En conséquence, il convient d’infirmer le jugement sur ce point, et statuant de nouveau, de dire nul le licenciement de Madame [O].
Sur les conséquences du licenciement nul
— Sur la demande de dommages et intérêts pour licenciement nul
Aux termes de l’article L.1235-3-1 du code du travail, l’article L.1235-3 n’est pas applicable lorsque le juge constate que le licenciement est entaché d’une des nullités prévues au deuxième alinéa de l’article et notamment en cas de harcèlement moral. Dans ce cas, lorsque le salarié ne demande pas la poursuite de l’exécution de son contrat de travail ou que sa réintégration est impossible, le juge lui octroie une indemnité, à la charge de l’employeur, qui ne peut être inférieure aux salaires des six derniers mois.
Madame [O] justifie de 29 ans années d’ancienneté et l’association emploie habituellement plus de 10 salariés.
En dernier lieu, elle percevait un salaire mensuel brut de 4.235,36 euros.

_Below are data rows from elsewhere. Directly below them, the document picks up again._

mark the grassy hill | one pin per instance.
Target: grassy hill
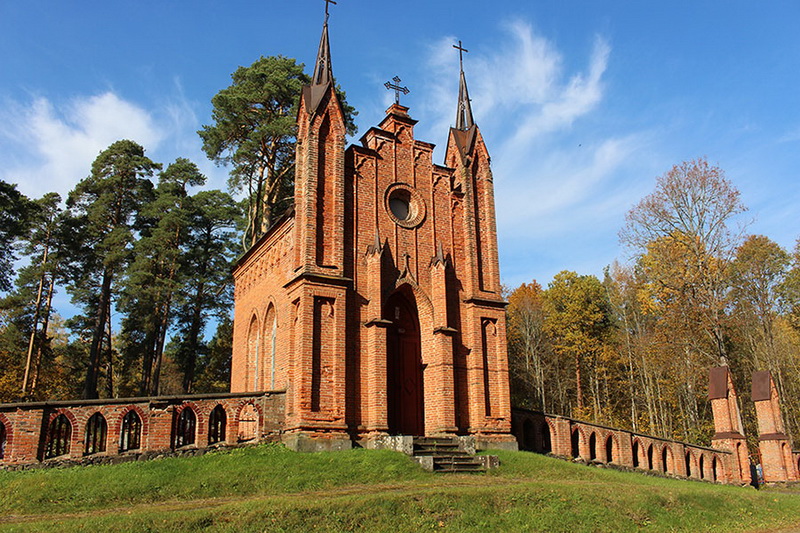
(268, 488)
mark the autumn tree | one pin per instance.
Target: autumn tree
(687, 219)
(577, 323)
(253, 131)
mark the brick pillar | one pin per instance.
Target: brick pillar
(440, 409)
(625, 448)
(729, 432)
(773, 444)
(561, 437)
(373, 348)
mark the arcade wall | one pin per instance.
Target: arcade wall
(88, 431)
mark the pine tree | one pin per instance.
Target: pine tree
(105, 207)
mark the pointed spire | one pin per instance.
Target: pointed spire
(376, 247)
(464, 120)
(322, 69)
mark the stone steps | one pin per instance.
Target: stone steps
(444, 454)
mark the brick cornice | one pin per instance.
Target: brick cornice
(773, 436)
(486, 302)
(318, 277)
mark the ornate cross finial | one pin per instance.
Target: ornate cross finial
(327, 3)
(397, 88)
(461, 51)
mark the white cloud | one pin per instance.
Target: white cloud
(51, 148)
(563, 181)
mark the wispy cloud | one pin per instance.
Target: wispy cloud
(49, 146)
(55, 146)
(554, 181)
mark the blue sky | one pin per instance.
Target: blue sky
(582, 103)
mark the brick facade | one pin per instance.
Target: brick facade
(31, 429)
(593, 443)
(778, 463)
(376, 303)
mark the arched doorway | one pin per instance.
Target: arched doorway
(404, 379)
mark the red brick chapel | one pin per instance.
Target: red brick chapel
(376, 302)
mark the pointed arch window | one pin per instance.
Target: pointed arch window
(59, 435)
(130, 437)
(253, 348)
(2, 440)
(217, 424)
(94, 440)
(271, 322)
(185, 428)
(248, 422)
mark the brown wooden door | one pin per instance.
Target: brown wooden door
(404, 368)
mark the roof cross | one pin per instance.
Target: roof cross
(397, 88)
(461, 51)
(327, 3)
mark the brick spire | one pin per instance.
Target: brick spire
(464, 120)
(322, 68)
(323, 74)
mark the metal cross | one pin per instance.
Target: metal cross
(327, 3)
(397, 88)
(460, 49)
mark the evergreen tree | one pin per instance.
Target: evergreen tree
(254, 131)
(206, 265)
(153, 276)
(15, 212)
(105, 207)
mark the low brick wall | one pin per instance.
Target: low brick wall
(85, 430)
(569, 438)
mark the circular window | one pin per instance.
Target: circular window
(405, 205)
(400, 204)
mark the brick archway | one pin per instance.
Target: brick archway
(405, 386)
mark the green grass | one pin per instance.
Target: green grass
(268, 488)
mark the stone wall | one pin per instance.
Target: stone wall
(83, 430)
(593, 443)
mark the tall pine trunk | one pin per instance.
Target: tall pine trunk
(98, 335)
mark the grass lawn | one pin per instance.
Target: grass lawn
(269, 488)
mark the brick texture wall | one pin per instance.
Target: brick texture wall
(29, 428)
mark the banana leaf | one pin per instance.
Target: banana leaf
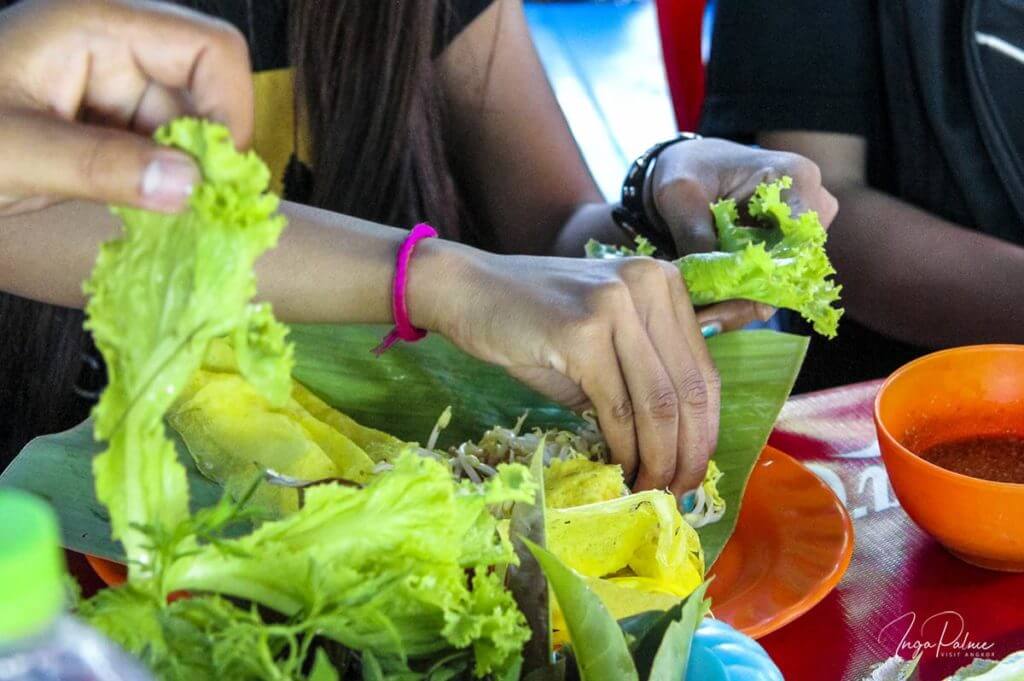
(403, 392)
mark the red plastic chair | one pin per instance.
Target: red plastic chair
(680, 24)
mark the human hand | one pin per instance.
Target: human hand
(688, 176)
(84, 83)
(619, 336)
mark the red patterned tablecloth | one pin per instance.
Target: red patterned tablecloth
(902, 591)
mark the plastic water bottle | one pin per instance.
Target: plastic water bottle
(39, 641)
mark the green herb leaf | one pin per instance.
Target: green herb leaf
(371, 668)
(598, 644)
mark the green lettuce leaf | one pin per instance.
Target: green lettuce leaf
(383, 568)
(781, 261)
(158, 296)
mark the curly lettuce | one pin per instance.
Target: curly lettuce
(780, 261)
(407, 569)
(158, 296)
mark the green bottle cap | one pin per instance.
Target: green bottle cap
(32, 591)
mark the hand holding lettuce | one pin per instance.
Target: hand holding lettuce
(780, 262)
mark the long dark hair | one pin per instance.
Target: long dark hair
(367, 86)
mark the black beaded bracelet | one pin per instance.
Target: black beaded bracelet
(631, 215)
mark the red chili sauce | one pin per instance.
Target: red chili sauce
(998, 458)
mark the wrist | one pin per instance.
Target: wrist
(437, 280)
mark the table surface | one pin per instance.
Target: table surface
(902, 591)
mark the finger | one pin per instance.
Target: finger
(683, 205)
(604, 384)
(93, 163)
(159, 105)
(666, 329)
(655, 403)
(181, 49)
(734, 314)
(700, 390)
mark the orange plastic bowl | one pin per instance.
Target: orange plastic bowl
(962, 392)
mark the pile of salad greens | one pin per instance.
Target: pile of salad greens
(779, 261)
(401, 576)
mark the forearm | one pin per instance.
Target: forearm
(591, 220)
(327, 267)
(921, 279)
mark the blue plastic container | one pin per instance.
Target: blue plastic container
(719, 652)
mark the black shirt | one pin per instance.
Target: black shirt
(264, 24)
(891, 71)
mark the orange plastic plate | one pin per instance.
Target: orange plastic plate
(793, 543)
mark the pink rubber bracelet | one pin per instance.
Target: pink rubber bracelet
(403, 329)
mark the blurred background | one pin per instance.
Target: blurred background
(611, 74)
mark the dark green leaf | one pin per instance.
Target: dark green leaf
(674, 651)
(323, 669)
(371, 668)
(598, 644)
(554, 672)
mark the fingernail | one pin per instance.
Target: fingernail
(168, 181)
(712, 329)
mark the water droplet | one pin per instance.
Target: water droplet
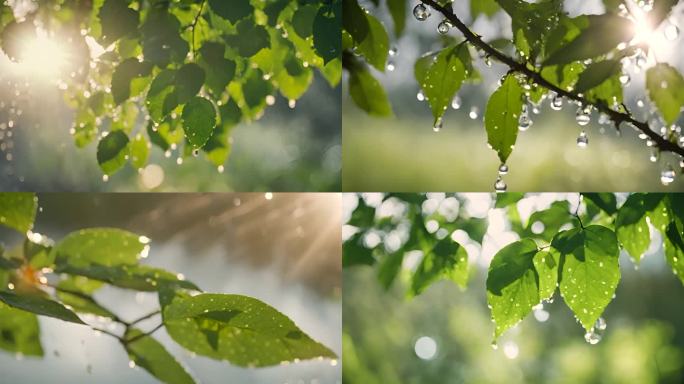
(438, 125)
(667, 175)
(524, 122)
(600, 324)
(503, 169)
(592, 337)
(500, 186)
(456, 102)
(624, 79)
(443, 27)
(582, 140)
(420, 12)
(474, 113)
(582, 116)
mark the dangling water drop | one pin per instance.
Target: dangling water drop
(420, 12)
(668, 175)
(582, 116)
(653, 157)
(500, 186)
(456, 102)
(503, 169)
(582, 140)
(524, 122)
(592, 337)
(624, 79)
(600, 324)
(438, 125)
(443, 27)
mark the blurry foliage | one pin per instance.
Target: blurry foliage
(576, 252)
(550, 55)
(178, 73)
(60, 280)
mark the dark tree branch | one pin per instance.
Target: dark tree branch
(617, 116)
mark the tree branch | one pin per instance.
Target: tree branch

Au moment de la rupture, elle était âgée de 54 ans. Elle justifie avoir été profondément affectée suite au harcèlement moral subi et à la rupture de son contrat, et elle s’est vue reconnaitre le statut de travailleur handicapé le 24 juin 2020. A la suite de cela, elle a retrouvé un emploi en CDD puis en tant qu’assistance d’éducation contractuelle en 2023, pour un salaire d’environ 1.600 euros par mois, soit une rémunération bien inférieure à celle qu’elle percevait en tant que directrice adjointe d’hôtellerie.

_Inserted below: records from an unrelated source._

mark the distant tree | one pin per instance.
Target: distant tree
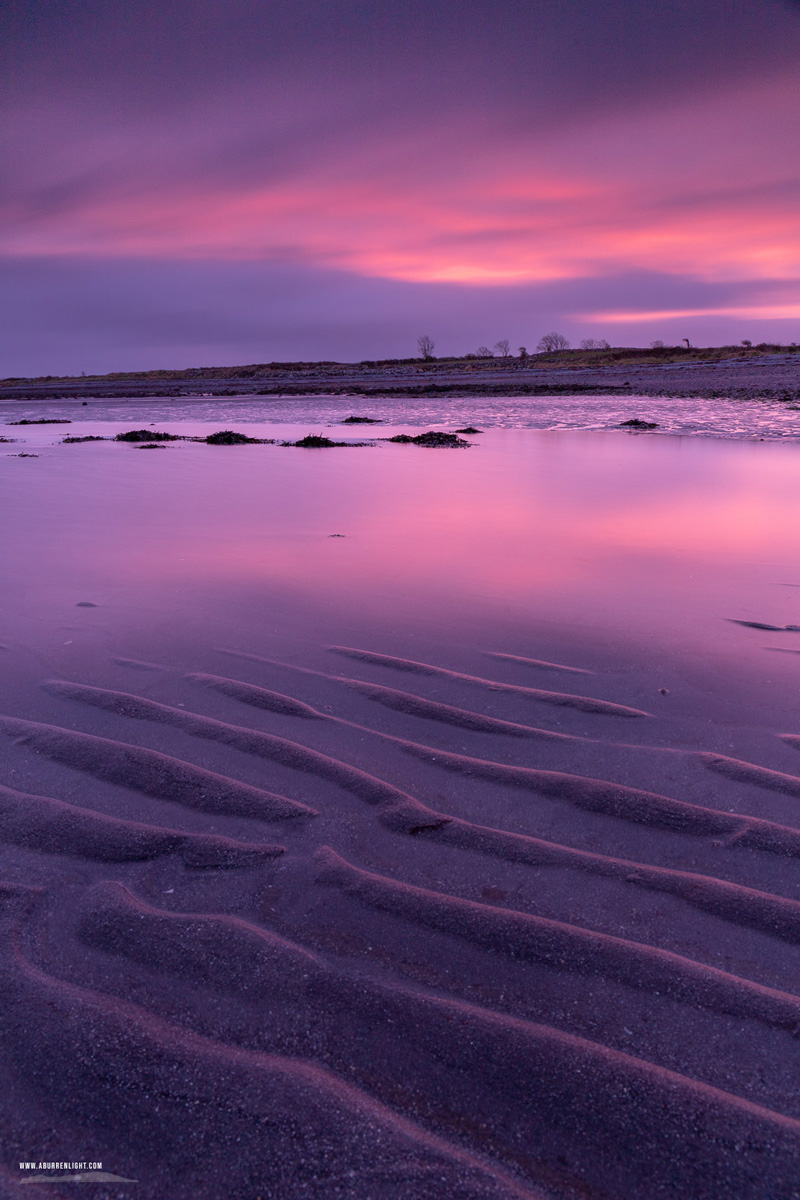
(551, 342)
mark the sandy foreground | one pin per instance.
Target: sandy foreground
(307, 901)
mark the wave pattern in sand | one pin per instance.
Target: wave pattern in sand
(541, 984)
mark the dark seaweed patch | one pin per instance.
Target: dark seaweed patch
(146, 436)
(432, 438)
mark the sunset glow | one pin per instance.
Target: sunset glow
(533, 197)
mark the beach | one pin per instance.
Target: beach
(385, 821)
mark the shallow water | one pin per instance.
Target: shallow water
(751, 419)
(126, 571)
(650, 540)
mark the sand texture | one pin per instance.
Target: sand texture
(312, 931)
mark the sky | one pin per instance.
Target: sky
(224, 181)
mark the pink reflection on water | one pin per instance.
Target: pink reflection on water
(596, 529)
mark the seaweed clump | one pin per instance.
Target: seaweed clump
(314, 442)
(146, 436)
(229, 438)
(432, 438)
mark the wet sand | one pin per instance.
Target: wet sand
(447, 858)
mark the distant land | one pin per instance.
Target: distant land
(746, 372)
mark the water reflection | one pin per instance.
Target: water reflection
(594, 529)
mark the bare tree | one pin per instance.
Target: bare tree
(551, 342)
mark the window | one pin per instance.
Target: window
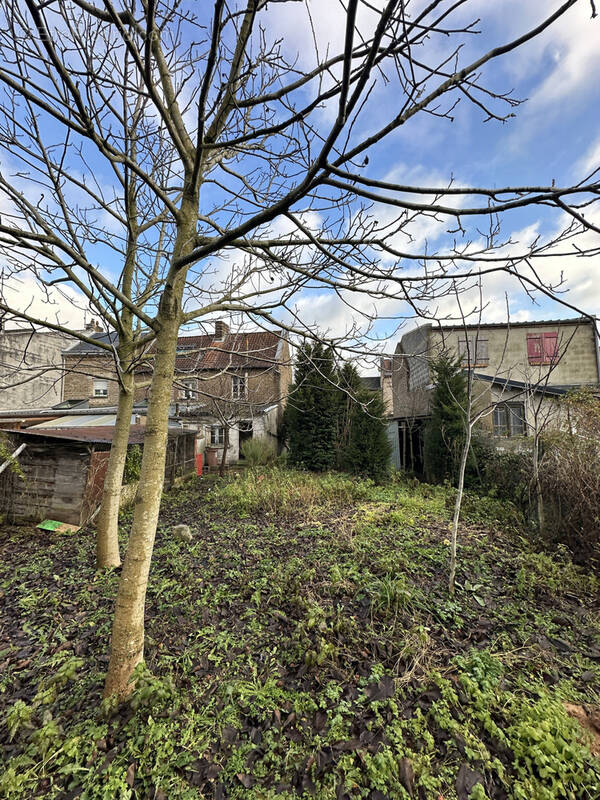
(509, 420)
(189, 389)
(239, 387)
(542, 348)
(473, 351)
(100, 388)
(217, 434)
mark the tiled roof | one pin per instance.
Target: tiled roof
(82, 348)
(253, 350)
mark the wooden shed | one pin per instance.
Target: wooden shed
(64, 471)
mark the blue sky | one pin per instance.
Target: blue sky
(554, 136)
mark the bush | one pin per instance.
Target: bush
(368, 449)
(445, 432)
(507, 476)
(258, 452)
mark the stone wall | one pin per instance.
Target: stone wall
(508, 357)
(78, 382)
(30, 368)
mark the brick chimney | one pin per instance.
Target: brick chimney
(221, 330)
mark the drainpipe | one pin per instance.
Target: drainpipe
(594, 321)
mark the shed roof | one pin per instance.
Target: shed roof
(531, 323)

Au vu de cette situation et de sa capacité à trouver un nouvel emploi eu égard à sa formation et à son expérience professionnelle, il convient d’évaluer son préjudice à 80.000 euros.
Le jugement sera infirmé sur ce point, et l’employeur condamné à payer cette somme à la salariée.
Enfin, sur le fondement de l’article L.1235-4 du code du travail, il convient de condamner l’employeur à rembourser les indemnités de chômage dans la limite de six mois.
Sur les dépens et l’article 700 du code de procédure civile
Il y a lieu d’infirmer la décision du conseil de prud’hommes sur ces points, et statuant de nouveau, de condamner l’employeur aux dépens tant de la première instance que de l’appel, ainsi qu’à verser à Madame [O] la somme de 4.000 euros au titre de l’article 700 du code de procédure civile s’agissant des frais exposés tant en première instance qu’en appel.
L’employeur sera débouté de sa demande au titre des frais de procédure.
Sur les intérêts
Il convient de dire, conformément aux dispositions de l’article 1231-7 code civil, que les condamnations à caractère indemnitaire porteront intérêts au taux légal à compter du présent arrêt, que les autres condamnations porteront intérêts au taux légal à compter du 29 janvier 2021, date de convocation devant le bureau de conciliation et d’orientation, conformément aux dispositions de l’article 1231-6 du même code et de faire application de celles de l’article 1343-2 s’agissant de la capitalisation des intérêts.
PAR CES MOTIFS
La cour, statuant par arrêt contradictoire rendu publiquement par mise à disposition au greffe,
Infirme le jugement déféré en toutes ses dispositions,
Statuant de nouveau,
Dit que le licenciement de Madame [X] épouse [O] est nul,
Condamne la société HOTELS VAL DE BUSSY à verser à Madame [X] épouse [O] les sommes suivantes':
— 4.000 euros de dommages et intérêts au titre du harcèlement moral,
— 4.000 euros de dommages et intérêts au titre du manquement à l’obligation de sécurité,
— 80.000 euros de dommages et intérêts au titre du licenciement nul,
— 4.000 euros au titre de l’article 700 du code de procédure civile s’agissant des frais exposés tant en première instance qu’en appel,
Condamne la société HOTELS VAL DE BUSSY à rembourser les indemnités de chômage dans la limite de six mois,
Condamne la société HOTELS VAL DE BUSSY aux dépens des procédures de première instance et d’appel,
Déboute la société HOTELS VAL DE BUSSY de sa demande au titre des frais de procédure,
Dit que les condamnations à caractère indemnitaire porteront intérêts au taux légal à compter du présent arrêt, que les autres condamnations porteront intérêts au taux légal à compter du 29 janvier 2021,
Dit qu’il y a lieu de faire application des dispositions de l’article 1343-2 du code civil s’agissant de la capitalisation des intérêts.